Jason Myers is entering his fourth season with the Seattle Seahawks, but he’s certainly not coming off his best season.
The veteran placekicker was just 17/23 on his field goal attempts, and while he was 44/47 on his extra points, one of his missed PATs was an extremely costly one in Seattle’s Week 2 loss to the Tennessee Titans. Myers had a streak of 37 consecutive made field goals from the end of 2019 through the beginning of 2021, but it was snapped in a Week 3 loss to the Minnesota Vikings on what proved to be a 10-point swing. When Myers missed, his misses were game-damaging. Twice he missed against the New Orleans Saints in a 3-point defeat, and he also missed on a 39-yarder against the Chicago Bears that would’ve put them up by 10 points with 7 minutes remaining in the game.
Among qualified kickers, Myers ranked 31st out of 34 in field goal conversion rate (73.9%), and two of the three kickers below him (Chase McLaughlin and Matt Ammendola) have since been cut by their respective teams, but neither of them was signed to a four-year, $15 million deal like Myers was.
Myers’ career has been defined by season-to-season inconsistency. He was cut by the Jacksonville Jaguars in 2017 in part because he was just 10/19 on field goals from 50+ yards out during his three-year tenure with the team. When the Seahawks took Sebastian Janikowski over Myers in 2018, Myers went on to have a Pro Bowl year with the New York Jets — career highs in field goal percentage (91.7%) and PAT percentage (90.9%).
In Myers’ first year with the Seahawks, he was 23/28 on field goals but a worrying 6/11 on attempts from 40+ out. On PATs, Myers was one of eight kickers to miss at least four of them, but he was also among the league leaders in extra point tries at 44. Overall it wasn’t anything special in year one.
Back in 2020 we’re well aware of Myers’ perfect 24/24 on field goals, made more impressive by the fact that most of his makes were from 40+ out and not fattening up on chipshots.

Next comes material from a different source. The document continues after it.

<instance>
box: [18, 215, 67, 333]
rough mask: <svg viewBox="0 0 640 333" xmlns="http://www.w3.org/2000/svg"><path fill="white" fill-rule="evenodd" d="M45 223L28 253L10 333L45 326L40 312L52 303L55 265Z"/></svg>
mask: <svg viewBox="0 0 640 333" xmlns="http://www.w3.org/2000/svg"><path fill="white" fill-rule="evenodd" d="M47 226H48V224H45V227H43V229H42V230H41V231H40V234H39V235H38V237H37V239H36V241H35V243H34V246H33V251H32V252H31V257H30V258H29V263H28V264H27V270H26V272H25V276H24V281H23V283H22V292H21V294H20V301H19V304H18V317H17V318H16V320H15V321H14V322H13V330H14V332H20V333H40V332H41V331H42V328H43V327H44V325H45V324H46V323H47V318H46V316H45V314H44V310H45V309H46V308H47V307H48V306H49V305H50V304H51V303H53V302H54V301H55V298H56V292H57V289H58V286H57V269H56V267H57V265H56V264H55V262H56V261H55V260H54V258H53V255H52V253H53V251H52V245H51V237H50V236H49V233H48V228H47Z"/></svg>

Then last year happened and… well… I just wrote about that, didn’t I?
Myers is entering the final year of that deal, and cutting him would save $4 million in cap space but incur another $1 million in dead money. His performance levels over his entire Seahawks career and his one year with the Jets are very much up-and-down, and that really isn’t the type of reliability (or lack thereof) you want out of a kicker who has the 5th highest cap charge in 2022.
And yet, the Seahawks seem to be backing Myers entering training camp. They had opportunities to draft a kicker with their Day 3 picks and did not. They could’ve signed Cameron Dicker as a UDFA to potentially create a Dicker-Dickson kicking duo but he went to the Rams.
There is nothing to indicate that Myers’ job is in jeopardy or that this position, which means we should expect him to finish up his contract and then enter the free agent market. However, if his struggles from last year and costly misses continue to loom large during the season, the Seahawks may be pressed into looking at other options midseason.